I Don't know about your state, but this is one we used in MD from last year, done by an Attorney
APPOINTMENT OF HEALTH CARE AGENT
FOR CHILDREN BY
********** AND *********
(1) We, **************, residing at **************, appoint the following individual(s) as our agent(s) to make health care decisions for our children, ***********, age **, and *****, age **.
*********
*********
**********
(2) Individually or jointly my agent(s) have full power and authority to make health care decisions for our children, including the power to:
a. Request, receive, and review any information, oral or written, regarding their physical or mental health, including, but not limited to, medical and hospital records, and consent to disclosure of this information;
b. Employ and discharge health care providers;
c. Authorize their admission to or discharge from (including transfer to another facility) any hospital, hospice, nursing home, adult home, or other medical care facility; and
d. Consent to the provision, withholding, or withdrawal of health care, including, in appropriate circumstances, life-sustaining procedures.
(3) The authority of our agent(s) is not subject to any limitations.

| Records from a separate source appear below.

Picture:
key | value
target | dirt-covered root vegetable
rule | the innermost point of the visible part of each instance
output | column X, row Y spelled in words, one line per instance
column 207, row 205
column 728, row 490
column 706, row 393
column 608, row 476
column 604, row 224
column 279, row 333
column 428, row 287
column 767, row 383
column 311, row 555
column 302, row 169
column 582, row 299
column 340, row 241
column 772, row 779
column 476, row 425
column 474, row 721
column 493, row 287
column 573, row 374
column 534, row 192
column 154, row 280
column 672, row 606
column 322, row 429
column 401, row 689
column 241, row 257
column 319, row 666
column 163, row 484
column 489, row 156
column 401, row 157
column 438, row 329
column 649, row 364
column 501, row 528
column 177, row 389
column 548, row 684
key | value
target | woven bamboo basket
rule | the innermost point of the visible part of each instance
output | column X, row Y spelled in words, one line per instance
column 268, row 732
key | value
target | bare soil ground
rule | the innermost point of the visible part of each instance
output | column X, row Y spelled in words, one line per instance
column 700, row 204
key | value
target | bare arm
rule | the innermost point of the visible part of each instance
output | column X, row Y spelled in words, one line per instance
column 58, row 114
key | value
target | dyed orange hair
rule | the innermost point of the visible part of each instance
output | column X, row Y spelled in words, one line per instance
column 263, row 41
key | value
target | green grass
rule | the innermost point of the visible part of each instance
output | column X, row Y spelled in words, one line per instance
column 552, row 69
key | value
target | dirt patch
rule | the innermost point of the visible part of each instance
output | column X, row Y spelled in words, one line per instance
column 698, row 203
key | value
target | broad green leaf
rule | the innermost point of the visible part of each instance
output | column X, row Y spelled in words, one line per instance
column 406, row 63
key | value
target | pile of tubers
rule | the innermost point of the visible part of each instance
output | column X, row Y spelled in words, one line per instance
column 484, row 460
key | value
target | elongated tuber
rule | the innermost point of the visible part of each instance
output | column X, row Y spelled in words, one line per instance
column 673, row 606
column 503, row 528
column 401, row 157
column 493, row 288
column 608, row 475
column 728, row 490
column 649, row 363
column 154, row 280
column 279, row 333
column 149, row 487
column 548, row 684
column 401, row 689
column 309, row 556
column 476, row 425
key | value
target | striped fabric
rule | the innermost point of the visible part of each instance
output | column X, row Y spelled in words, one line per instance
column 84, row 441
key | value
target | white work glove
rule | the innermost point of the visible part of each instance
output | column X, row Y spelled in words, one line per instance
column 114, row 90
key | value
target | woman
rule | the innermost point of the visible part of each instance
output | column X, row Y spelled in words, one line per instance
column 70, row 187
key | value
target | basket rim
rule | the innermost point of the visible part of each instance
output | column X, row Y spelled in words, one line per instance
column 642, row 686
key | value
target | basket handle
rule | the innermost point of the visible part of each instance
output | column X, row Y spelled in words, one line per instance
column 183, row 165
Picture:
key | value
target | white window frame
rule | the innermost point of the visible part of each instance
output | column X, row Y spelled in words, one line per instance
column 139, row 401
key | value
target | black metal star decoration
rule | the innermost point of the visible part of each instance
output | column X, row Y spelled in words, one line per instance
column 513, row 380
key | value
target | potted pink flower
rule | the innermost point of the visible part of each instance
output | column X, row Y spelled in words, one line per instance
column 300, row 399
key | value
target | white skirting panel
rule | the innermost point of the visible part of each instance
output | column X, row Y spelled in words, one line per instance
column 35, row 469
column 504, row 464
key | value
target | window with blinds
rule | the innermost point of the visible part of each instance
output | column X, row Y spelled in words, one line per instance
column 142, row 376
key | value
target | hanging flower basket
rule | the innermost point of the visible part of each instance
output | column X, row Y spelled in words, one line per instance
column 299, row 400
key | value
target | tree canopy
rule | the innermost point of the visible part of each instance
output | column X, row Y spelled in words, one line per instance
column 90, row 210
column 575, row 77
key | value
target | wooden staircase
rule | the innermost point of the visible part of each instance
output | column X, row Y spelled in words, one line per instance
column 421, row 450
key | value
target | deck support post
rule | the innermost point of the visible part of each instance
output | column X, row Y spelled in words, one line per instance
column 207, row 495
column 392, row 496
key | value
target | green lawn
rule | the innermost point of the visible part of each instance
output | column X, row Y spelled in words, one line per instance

(4) Our agent(s)' authority is operative immediately and terminates on *******, 200*
(5) Our agent(s) is/are to make health care decisions for our children based on the health care instructions we give in this document and on our wishes as otherwise known to my agent. If our wishes are unknown or unclear, my agent(s) is/are to make health care decisions for our children in accordance with their best interest, to be determined by our agent(s) after considering the benefits, burdens, and risks that might result from a given treatment or course of treatment, or from the withholding or withdrawal of a treatment or course of treatment.
(6) Our agents shall not be liable for the costs of care based solely on this authorization. By signing below, we indicate that we are emotionally and mentally competent to make this appointment of health care agents and that we understand its purpose and effect
________________________ ____________________________________
Date *************
____________________________________
Address
____________________________________
________________________ ____________________________________
Date **************
____________________________________
Address
____________________________________
Witnesses
The declarant signed or acknowledged signing this appointment of a health care agent in my presence and based upon my personal observation appears to be a competent individual.
________________________ ____________________________________
Date Address
____________________________________
________________________ ____________________________________
Date Address
____________________________________
STATE OF:
COUNTY OF:
The undersigned, being a notary public in and for the state and county aforesaid, hereby certify that on this _____ day of 200*, personally appeared ********* and *********, a known to me to be, or proven to be, the persons whose names appear above, and they did execute the above document for the purposes stated therein acknowledging this to be their act.